To make distribution part of the triad’s credibility rather than its blind spot, networks and projects should publish, continuously:
- Update health: p50/p95 metadata and artifact fetch times; per‑path success rates; rollback and signature‑failure rates.
- Transparency evidence: current log roots; inclusion proofs for each release; the last successful independent reproduction per build; anchor transaction identifiers on the proof ledger.
- Decentralization and capture metrics: top‑N mirror share; geographic and ASN diversity; entry latency for new mirrors; house share of any distribution broker.
- Key material and incidents: current root fingerprints; release‑key roster and expiries; revocation lists; incident reports for freezes, compromises, and key rotations.
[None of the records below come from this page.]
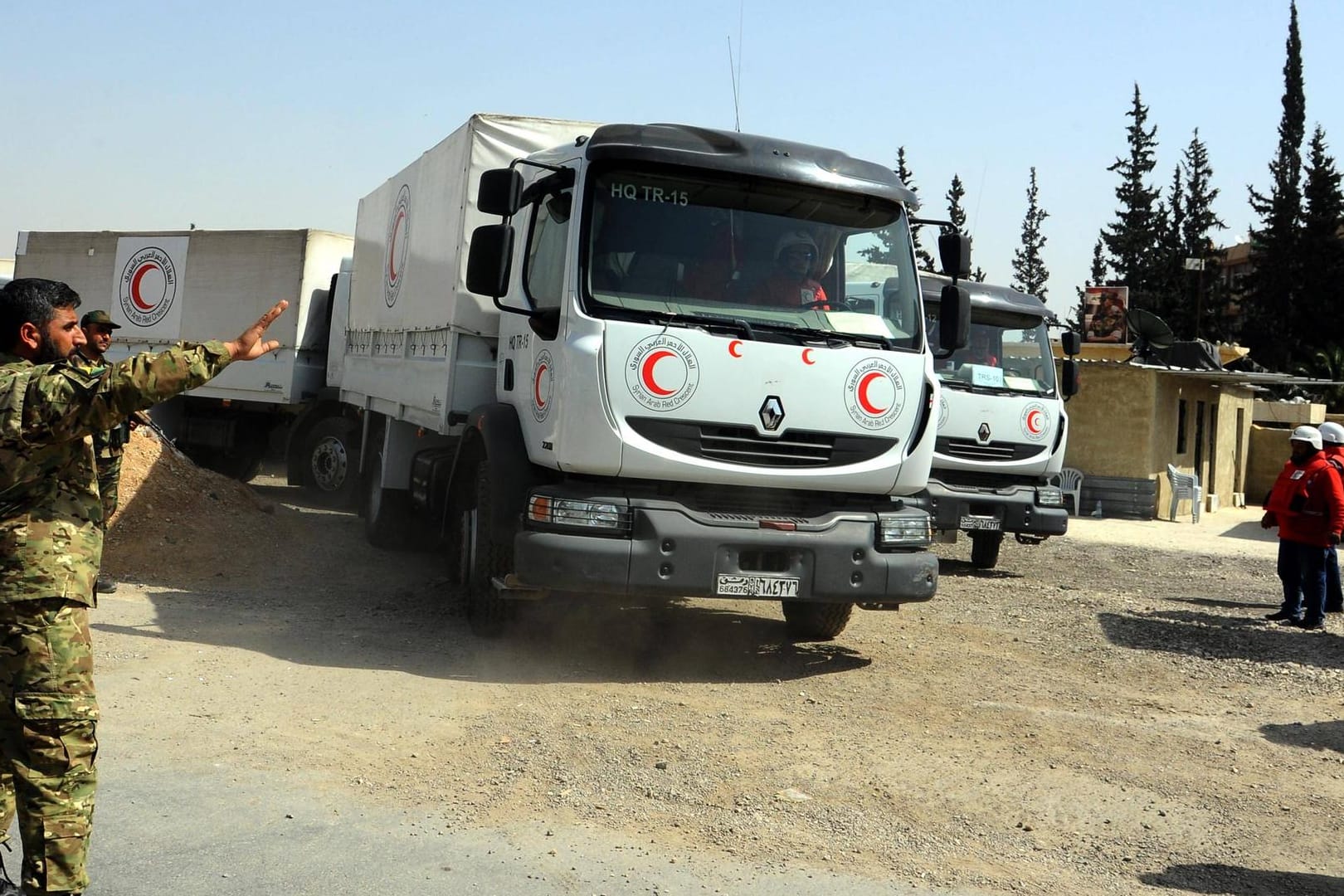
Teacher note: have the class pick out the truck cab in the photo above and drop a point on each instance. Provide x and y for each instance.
(1001, 425)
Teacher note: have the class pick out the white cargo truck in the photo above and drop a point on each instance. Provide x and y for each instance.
(1001, 423)
(663, 391)
(164, 286)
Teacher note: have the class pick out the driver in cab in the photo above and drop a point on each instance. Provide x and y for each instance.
(791, 284)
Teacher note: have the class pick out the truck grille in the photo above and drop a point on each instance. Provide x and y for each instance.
(743, 445)
(973, 450)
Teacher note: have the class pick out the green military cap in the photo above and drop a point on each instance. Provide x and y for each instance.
(99, 317)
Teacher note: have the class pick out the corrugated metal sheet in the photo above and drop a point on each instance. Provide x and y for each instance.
(1120, 497)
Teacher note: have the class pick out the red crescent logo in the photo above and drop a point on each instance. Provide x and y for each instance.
(647, 373)
(134, 285)
(862, 394)
(392, 249)
(537, 386)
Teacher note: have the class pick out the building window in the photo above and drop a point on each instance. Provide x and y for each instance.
(1181, 426)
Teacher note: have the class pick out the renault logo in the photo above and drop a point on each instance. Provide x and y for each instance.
(772, 412)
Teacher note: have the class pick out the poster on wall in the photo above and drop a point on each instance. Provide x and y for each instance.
(1103, 314)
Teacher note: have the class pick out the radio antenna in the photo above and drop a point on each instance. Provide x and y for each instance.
(735, 71)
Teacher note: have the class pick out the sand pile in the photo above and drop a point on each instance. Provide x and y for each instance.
(178, 523)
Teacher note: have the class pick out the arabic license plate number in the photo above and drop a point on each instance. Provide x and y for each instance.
(757, 586)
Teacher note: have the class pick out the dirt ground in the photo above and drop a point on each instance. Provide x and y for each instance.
(1103, 713)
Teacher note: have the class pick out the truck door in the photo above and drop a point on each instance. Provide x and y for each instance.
(535, 345)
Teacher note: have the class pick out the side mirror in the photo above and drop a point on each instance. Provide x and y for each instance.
(955, 254)
(489, 260)
(1069, 377)
(500, 192)
(953, 319)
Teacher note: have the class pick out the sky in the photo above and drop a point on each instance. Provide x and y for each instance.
(156, 116)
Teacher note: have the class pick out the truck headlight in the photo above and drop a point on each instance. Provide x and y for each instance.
(577, 514)
(1050, 496)
(905, 531)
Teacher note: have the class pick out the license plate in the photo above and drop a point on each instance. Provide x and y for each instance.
(757, 586)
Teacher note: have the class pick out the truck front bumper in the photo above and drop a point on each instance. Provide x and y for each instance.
(672, 551)
(1012, 508)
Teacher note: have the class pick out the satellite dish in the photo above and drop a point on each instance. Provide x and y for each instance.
(1148, 332)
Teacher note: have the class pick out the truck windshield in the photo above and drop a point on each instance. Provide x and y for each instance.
(706, 247)
(1007, 353)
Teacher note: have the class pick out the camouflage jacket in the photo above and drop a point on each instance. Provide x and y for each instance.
(106, 444)
(50, 512)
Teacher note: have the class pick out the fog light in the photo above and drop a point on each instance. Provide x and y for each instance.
(1050, 496)
(903, 531)
(552, 512)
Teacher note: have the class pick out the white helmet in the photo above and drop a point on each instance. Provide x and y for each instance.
(1308, 434)
(1332, 433)
(791, 240)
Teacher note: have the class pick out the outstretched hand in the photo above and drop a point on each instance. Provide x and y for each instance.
(251, 344)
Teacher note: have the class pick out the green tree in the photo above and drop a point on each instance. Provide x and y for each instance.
(1274, 284)
(889, 240)
(1210, 301)
(1132, 240)
(1322, 250)
(956, 214)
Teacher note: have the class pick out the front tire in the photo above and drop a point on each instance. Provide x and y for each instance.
(984, 548)
(331, 462)
(815, 621)
(485, 559)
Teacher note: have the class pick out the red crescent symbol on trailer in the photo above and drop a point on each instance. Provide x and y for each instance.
(537, 386)
(392, 249)
(134, 285)
(647, 373)
(862, 394)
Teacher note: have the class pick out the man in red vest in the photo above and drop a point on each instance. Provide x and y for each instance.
(1307, 504)
(1332, 446)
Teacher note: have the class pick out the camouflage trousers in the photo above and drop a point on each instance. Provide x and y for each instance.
(47, 739)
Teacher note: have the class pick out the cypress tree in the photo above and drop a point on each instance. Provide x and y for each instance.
(1273, 286)
(1210, 301)
(1132, 240)
(1029, 268)
(1322, 249)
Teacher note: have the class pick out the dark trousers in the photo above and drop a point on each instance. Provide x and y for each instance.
(1333, 596)
(1301, 568)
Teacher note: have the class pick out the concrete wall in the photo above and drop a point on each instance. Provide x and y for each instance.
(1125, 422)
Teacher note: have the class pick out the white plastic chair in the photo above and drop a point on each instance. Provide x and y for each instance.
(1185, 488)
(1071, 483)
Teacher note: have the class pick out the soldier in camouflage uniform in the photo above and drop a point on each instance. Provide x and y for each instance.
(110, 445)
(51, 524)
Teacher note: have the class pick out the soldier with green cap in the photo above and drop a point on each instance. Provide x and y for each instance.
(108, 446)
(50, 547)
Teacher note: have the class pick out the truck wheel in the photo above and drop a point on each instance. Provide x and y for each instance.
(815, 621)
(387, 512)
(984, 548)
(331, 462)
(485, 558)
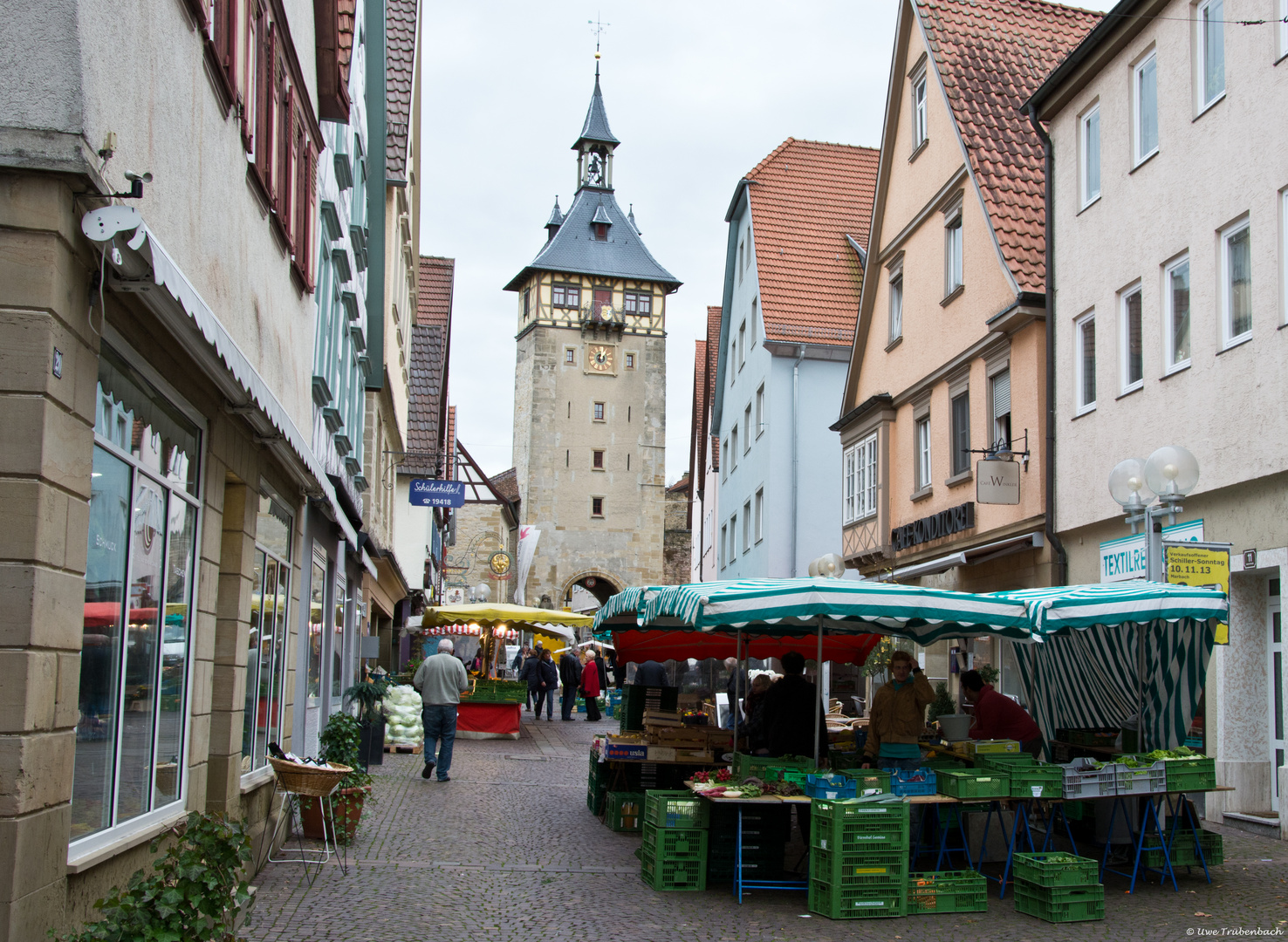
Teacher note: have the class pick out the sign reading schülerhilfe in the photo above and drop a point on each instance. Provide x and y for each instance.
(425, 492)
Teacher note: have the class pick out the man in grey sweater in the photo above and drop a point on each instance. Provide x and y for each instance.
(441, 681)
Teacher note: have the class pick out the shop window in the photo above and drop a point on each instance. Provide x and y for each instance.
(138, 597)
(265, 658)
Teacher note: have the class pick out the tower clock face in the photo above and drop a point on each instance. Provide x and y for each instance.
(599, 358)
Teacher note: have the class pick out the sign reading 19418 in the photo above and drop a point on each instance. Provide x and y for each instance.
(425, 492)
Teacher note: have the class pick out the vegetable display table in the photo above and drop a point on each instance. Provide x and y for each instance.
(487, 720)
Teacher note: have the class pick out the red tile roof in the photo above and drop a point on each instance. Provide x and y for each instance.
(400, 75)
(992, 54)
(435, 282)
(805, 198)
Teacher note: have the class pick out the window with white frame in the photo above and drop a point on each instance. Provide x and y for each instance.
(921, 449)
(1085, 362)
(1145, 106)
(860, 490)
(1176, 314)
(1237, 283)
(1000, 398)
(130, 757)
(1133, 363)
(953, 251)
(1088, 154)
(265, 658)
(1211, 51)
(897, 305)
(961, 433)
(919, 111)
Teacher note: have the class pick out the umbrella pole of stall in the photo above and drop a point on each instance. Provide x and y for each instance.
(818, 700)
(737, 693)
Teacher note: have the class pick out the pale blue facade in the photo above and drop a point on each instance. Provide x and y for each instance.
(779, 484)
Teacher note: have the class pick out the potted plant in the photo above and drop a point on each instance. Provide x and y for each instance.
(367, 696)
(341, 743)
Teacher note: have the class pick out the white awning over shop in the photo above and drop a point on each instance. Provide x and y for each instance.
(192, 322)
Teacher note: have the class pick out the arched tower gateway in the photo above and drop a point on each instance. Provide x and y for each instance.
(590, 387)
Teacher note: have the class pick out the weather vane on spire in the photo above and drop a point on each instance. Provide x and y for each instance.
(598, 26)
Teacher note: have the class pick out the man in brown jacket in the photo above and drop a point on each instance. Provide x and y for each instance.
(898, 716)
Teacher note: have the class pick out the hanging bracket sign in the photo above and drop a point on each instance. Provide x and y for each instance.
(997, 481)
(425, 492)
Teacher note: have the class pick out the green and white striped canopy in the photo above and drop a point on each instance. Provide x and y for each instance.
(798, 606)
(1071, 608)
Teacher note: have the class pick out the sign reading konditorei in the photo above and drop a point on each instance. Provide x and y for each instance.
(997, 481)
(942, 524)
(425, 492)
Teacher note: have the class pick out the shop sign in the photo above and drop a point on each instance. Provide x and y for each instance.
(942, 524)
(1201, 563)
(997, 481)
(1126, 559)
(425, 492)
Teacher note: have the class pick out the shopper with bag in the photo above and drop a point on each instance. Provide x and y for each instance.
(590, 687)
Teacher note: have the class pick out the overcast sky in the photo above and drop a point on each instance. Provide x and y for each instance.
(698, 92)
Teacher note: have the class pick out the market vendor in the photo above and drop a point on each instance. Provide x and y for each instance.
(898, 716)
(998, 716)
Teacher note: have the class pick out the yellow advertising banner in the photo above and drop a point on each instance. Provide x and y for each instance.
(1201, 563)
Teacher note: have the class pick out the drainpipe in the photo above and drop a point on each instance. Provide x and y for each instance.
(796, 421)
(1060, 573)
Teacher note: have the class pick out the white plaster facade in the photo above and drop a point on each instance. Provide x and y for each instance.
(1220, 162)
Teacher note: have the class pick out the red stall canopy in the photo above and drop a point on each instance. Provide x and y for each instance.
(639, 645)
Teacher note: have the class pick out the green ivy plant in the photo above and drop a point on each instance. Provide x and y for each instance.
(194, 893)
(943, 703)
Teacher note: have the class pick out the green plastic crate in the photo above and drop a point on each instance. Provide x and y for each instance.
(1049, 870)
(953, 891)
(624, 811)
(673, 876)
(1190, 775)
(1182, 850)
(674, 843)
(868, 780)
(1049, 777)
(858, 868)
(675, 809)
(1060, 904)
(862, 903)
(974, 784)
(1004, 762)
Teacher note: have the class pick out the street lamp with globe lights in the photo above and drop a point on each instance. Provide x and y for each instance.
(1168, 475)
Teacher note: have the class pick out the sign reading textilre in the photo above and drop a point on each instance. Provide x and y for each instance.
(942, 524)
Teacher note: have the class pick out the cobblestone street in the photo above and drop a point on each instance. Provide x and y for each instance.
(508, 850)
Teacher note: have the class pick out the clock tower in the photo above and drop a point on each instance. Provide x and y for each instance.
(590, 389)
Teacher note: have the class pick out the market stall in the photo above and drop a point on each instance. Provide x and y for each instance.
(494, 708)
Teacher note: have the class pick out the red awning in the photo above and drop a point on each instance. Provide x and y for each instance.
(676, 645)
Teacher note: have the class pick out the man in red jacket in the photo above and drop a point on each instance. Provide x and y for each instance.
(1000, 717)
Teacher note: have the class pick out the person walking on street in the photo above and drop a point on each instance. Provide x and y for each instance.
(590, 687)
(441, 681)
(549, 679)
(570, 676)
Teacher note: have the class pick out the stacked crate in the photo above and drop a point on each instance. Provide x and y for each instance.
(674, 852)
(764, 838)
(860, 857)
(597, 785)
(1059, 887)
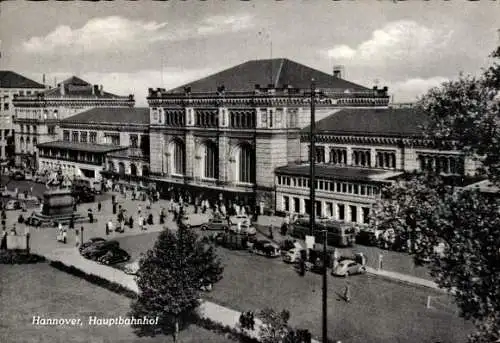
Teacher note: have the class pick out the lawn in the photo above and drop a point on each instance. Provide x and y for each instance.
(32, 290)
(381, 310)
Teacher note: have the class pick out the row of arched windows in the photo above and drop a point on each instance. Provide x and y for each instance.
(209, 156)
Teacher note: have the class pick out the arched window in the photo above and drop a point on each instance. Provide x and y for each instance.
(178, 158)
(133, 169)
(246, 164)
(210, 160)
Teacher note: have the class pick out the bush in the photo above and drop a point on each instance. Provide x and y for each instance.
(94, 279)
(19, 257)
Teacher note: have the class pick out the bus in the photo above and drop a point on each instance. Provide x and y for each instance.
(338, 233)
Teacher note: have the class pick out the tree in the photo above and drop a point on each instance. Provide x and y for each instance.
(274, 326)
(170, 279)
(427, 212)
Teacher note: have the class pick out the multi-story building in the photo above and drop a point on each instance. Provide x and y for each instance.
(12, 84)
(224, 135)
(116, 138)
(358, 151)
(37, 116)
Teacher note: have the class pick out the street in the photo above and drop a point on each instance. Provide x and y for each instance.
(381, 310)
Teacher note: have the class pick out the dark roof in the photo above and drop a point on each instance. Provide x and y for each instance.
(327, 171)
(74, 86)
(279, 72)
(10, 79)
(399, 122)
(102, 148)
(117, 115)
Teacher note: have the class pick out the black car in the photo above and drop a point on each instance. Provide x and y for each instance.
(90, 242)
(115, 255)
(18, 175)
(96, 250)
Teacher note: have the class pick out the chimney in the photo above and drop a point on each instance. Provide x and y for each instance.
(338, 71)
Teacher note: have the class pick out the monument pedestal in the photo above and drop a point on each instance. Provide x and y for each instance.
(57, 207)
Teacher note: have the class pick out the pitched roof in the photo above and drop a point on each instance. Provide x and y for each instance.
(117, 115)
(393, 122)
(74, 86)
(10, 79)
(329, 171)
(280, 72)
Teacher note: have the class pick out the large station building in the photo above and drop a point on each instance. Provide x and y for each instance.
(358, 151)
(223, 136)
(38, 116)
(104, 141)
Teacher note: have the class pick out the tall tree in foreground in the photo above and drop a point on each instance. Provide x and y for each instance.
(170, 279)
(426, 213)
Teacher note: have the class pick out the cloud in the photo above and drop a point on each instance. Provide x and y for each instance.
(118, 33)
(403, 41)
(411, 89)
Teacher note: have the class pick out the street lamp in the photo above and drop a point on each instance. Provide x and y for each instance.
(312, 197)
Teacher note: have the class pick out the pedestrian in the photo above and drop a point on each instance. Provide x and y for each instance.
(3, 243)
(77, 238)
(347, 293)
(65, 235)
(91, 215)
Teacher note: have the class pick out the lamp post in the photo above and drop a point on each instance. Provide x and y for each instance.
(312, 217)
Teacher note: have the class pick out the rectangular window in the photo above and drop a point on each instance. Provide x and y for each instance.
(366, 215)
(134, 141)
(286, 203)
(93, 137)
(341, 211)
(354, 213)
(296, 205)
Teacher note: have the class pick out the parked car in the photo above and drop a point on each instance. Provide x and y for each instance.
(293, 255)
(192, 221)
(83, 195)
(113, 256)
(216, 224)
(96, 250)
(245, 229)
(13, 205)
(348, 267)
(131, 268)
(239, 219)
(18, 175)
(265, 248)
(90, 242)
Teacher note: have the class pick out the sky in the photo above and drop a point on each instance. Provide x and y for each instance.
(129, 47)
These are the “VerifyPrice‑for‑updates” numbers. They do not guarantee perfection, but they make degradation and capture visible. A stack that can show, in public, how it handles distribution under stress is a stack that has earned the right to claim resilience. It is not asking for trust; it is presenting receipts.
Bottom line. Distribution is not a logistics afterthought; it is part of the security and monetary story. If binaries cannot move, privacy cannot be exercised, proofs cannot be trusted, and compute cannot be paid. Keep many roads open, but accept artifacts only when the receipts clear. In a repression cycle, your lifeline is not a particular host or app store; it is a verifiable path from signed source to installed binary that anyone can traverse and anyone can check.
Build updates the way we build the rest of the stack: permissionless to fetch, cheap to verify, auditable in public, and hard to gate.
In combination, these practices turn software distribution from a fragile, centralized choke point into another domain where the thesis applies: pay only for work anyone can verify cheaply; keep verification public; and expose enough telemetry that repression and capture have nowhere quiet to land.